[Pacemaker] Enable remote monitoring

Tue Feb 5 13:07:40 EST 2013

----- Original Message -----
> From: "Andrew Beekhof" <andrew at beekhof.net>
> To: "The Pacemaker cluster resource manager" <pacemaker at oss.clusterlabs.org>
> Sent: Tuesday, February 5, 2013 2:29:11 AM
> Subject: Re: [Pacemaker] Enable remote monitoring
> 
> On Fri, Feb 1, 2013 at 3:37 PM, Gao,Yan <ygao at suse.com> wrote:
> > Hi Andrew,
> >
> > On 01/31/13 14:35, Andrew Beekhof wrote:
> >>
> >> On 24/01/2013, at 3:36 AM, David Vossel <dvossel at redhat.com>
> >> wrote:
> >>
> >>>
> >>>
> >>> ----- Original Message -----
> >>>> From: "Yan Gao" <ygao at suse.com>
> >>>> To: pacemaker at oss.clusterlabs.org
> >>>> Sent: Monday, January 21, 2013 11:28:40 PM
> >>>> Subject: Re: [Pacemaker] Enable remote monitoring
> >>>>
> >>>> Hi,
> >>>> Here's the code for supporting nagios plugins in lrmd:
> >>>>
> >>>> https://github.com/gao-yan/pacemaker/commits/nagios
> >>>>
> >>>> A new resource class "nagios" is introduced.
> >>>>
> >>>> Actions:
> >>>>
> >>>> - probe: A resource defined for a resource container is not
> >>>> probed.
> >>>> (We
> >>>> can also add a condition in pengine to just avoid probing a
> >>>> nagios
> >>>> class
> >>>> resource.)
> >>>
> >>> Yeah, I think the pengine should know to never probe a nagios
> >>> script regardless if it is involved in a container or not.
> >>>
> >>>> - start: Invokes the nagios plugin with specified parameters
> >>>> (Maps
> >>>> the
> >>>> instance attributes to the long options of the nagios plugin).
> >>>> If it
> >>>> returns non-OK, re-invokes it after some delay (delay =
> >>>> start_timeout
> >>>> /
> >>>> 10),  until it returns OK or exceeds the start timeout.
> >>>
> >>> I made a comment about this on the patch.  Shouldn't the
> >>> cmd->timeout value be updated each time it is re-scheduled to
> >>> account for time already spent?
> >>>
> >>>>
> >>>> - monitor: Recurring invocation to the nagios plugin with
> >>>> specified
> >>>> parameters.
> >>>>
> >>>> - stop: Nothing special is done.
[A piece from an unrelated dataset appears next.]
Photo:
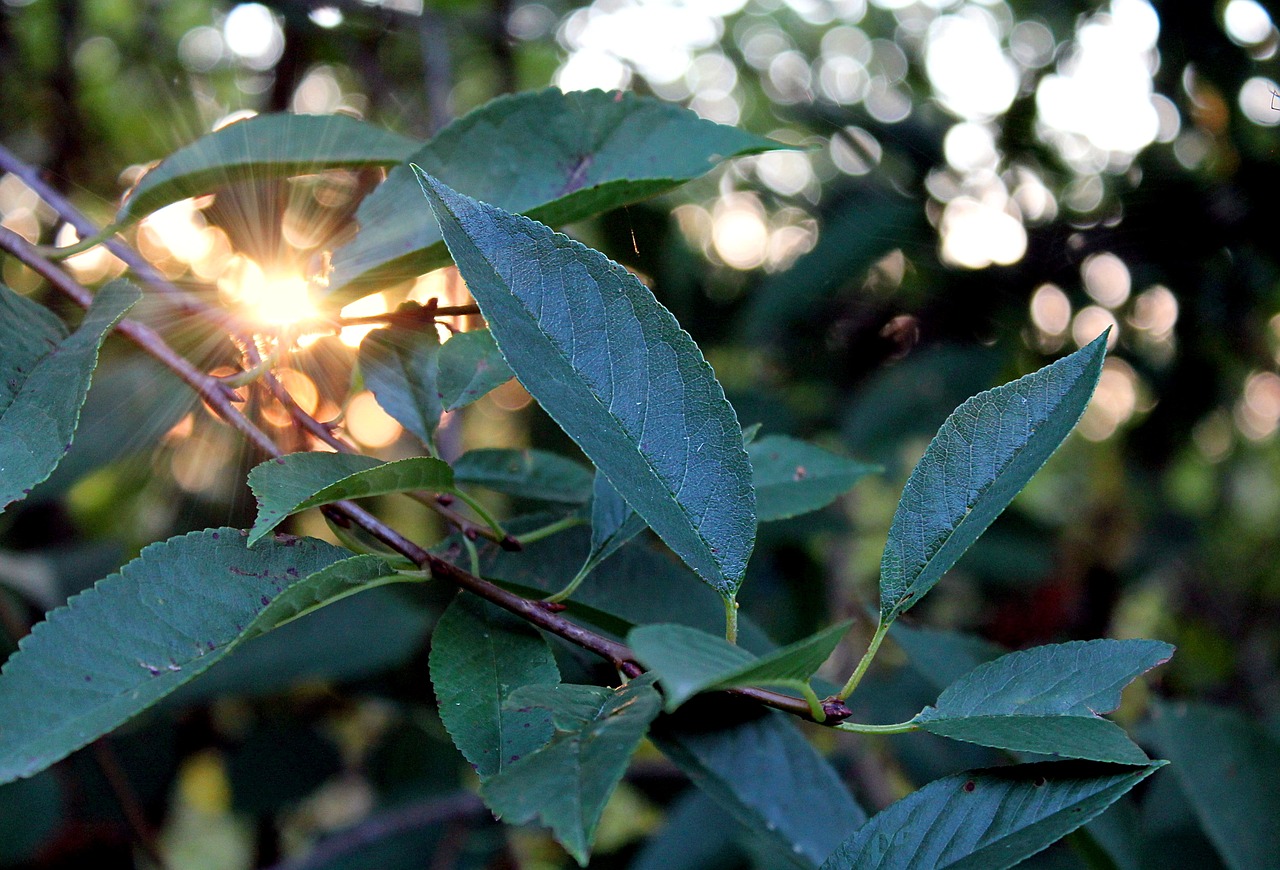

The recurring monitor is
> >>>> canceled
> >>>> anyway.
> >>>>
> >>>> - metadata: Reads the corresponding metadata from a xml file in
> >>>> NAGIOS_METADATA_DIR.
> >>>>
> >>>> (As we know nagios plugins don't support metadata. The current
> >>>> plan
> >>>> is
> >>>> to generate the corresponding metadata according to the help of
> >>>> the
> >>>> plugins, and put them into NAGIOS_METADATA_DIR for use -- Dejan
> >>>> already
> >>>> has progress on this. Thank, Dejan!)
> >>>>
> >>>>
> >>>> For nagios plugins, the exit code are:
> >>>>
> >>>> STATE_OK        = 0,
> >>>> STATE_WARNING   = 1,
> >>>> STATE_CRITICAL  = 2,
> >>>> STATE_UNKNOWN   = 3,
> >>>> STATE_DEPENDENT = 4,
> >>>>
> >>>> AFAICS, STATE_OK should map to PCMK_EXECRA_OK, and the others
> >>>> should
> >>>> all
> >>>> belong to PCMK_EXECRA_UNKNOWN_ERROR. Well, apparently, there's
> >>>> no
> >>>> code
> >>>> to express "NOT_RUNNING" in nagios plugins. I think it should be
> >>>> fine,
> >>>> since there's no probe.
> >>>>
> >>>> Any suggestions are appreciated!
> >>>
> >>> This mostly looks like what I expected.  I'm letting the whole
> >>> re-scheduling of the start operation roll around in my head a
> >>> bit.  It almost seems like that functionality belongs in the
> >>> service library...  retry executing this action until either the
> >>> timeout is hit or some target return code is encountered.  Any
> >>> thoughts on that?
> >>
> >> Who the what now?
> >> Why do start ops need to be rescheduled?
> > It's very likely that the "start" of the container returns before
> > the
> > services inside are started. Abusing start-delay is not preferred.
> > The
> > idea is, in the start operation of the nagios resource, repeatedly
> > monitoring the service until it returns OK or exceeds the start
> > timeout.
> 
> I thought both stop and start were a no-op and only monitor did
> anything?
> Did we move on from that (I can see why we might, my memory is just a
> little hazy on the subject)?

Start is the first monitor.  This gives us the distinction between start fail (never worked) and monitor fail (something went wrong afterwards).

-- Vossel